Design Uber
Overview
This post presents a high-level yet production-grade system design for an Uber-like ride-hailing platform. The design focuses on scalability, low latency, high availability, and real-time geospatial matching while handling massive write throughput for driver location updates.
Functional Requirements
Core Requirements
- Riders must be able to request a ride.
- Drivers must be able to accept or reject ride requests.
- The system must match riders with nearby available drivers.
- Fare estimation and calculation must be supported.
- Real-time driver location tracking must be available.
- The system must manage the complete trip lifecycle (Requested → Matched → In Progress → Completed).
Secondary Requirements
- Surge pricing.
- Rider and driver ratings.
- Scheduled rides.
Non-Functional Requirements
-
Low Latency (Critical)
Ride matching must occur within seconds. Driver movement updates must appear near real-time on the rider’s map. -
High Availability
The platform must operate continuously across regions.
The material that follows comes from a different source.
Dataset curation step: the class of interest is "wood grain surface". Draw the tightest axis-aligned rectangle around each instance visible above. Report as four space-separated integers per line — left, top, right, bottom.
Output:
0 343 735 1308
Regional or node-level failures must not cause system-wide downtime. -
High Scalability
The system must handle significant traffic spikes during peak hours, bad weather, or large events. -
Consistency Trade-offs
- Strong consistency is required for payments and trip state transitions (e.g., ensuring a trip is accepted by only one driver).
- Eventual consistency is acceptable for location data, where minor delays are tolerable.
-
Reliability
Once a driver accepts a ride, the system must guarantee that the booking is not lost.
Capacity Estimation
Assumptions
- Total registered users: 300 million
- Daily active riders: 10 million
- Active drivers: 1 million
- Average trips per rider per day: 1
- Total trips per day: 10 million
Traffic Estimation (RPS)
- Seconds per day ≈ 100,000
- Ride request rate ≈ 10,000,000 / 100,000 = ~100 RPS
Location Update Load
- Driver location update frequency: every 5 seconds
- Updates per second:
1,000,000 / 5 = 200,000 writes/sec
Bandwidth Estimation
- Size per location update ≈ 100 bytes
- Total bandwidth ≈ 200,000 × 100 bytes = 20 MB/sec
Storage Estimation
- Trip record size ≈ 1 KB
- Daily trip storage ≈ 10 GB/day
Database Design
1. Persistent Storage (Relational Database)
Rider
- rider_id
- name
- phone
- rating
- payment_method_id
Driver
- driver_id
- name
- phone
- rating
- status (AVAILABLE, BUSY, OFFLINE)
- vehicle_details
Trip
- trip_id
- pickup_location (lat, long)
- drop_location (lat, long)
- driver_id
- rider_id
- start_time
- end_time
- status (REQUESTED, MATCHED, IN_PROGRESS, COMPLETED, CANCELLED)
- fare
Relational databases (e.g., PostgreSQL) are used here for strong consistency and durability.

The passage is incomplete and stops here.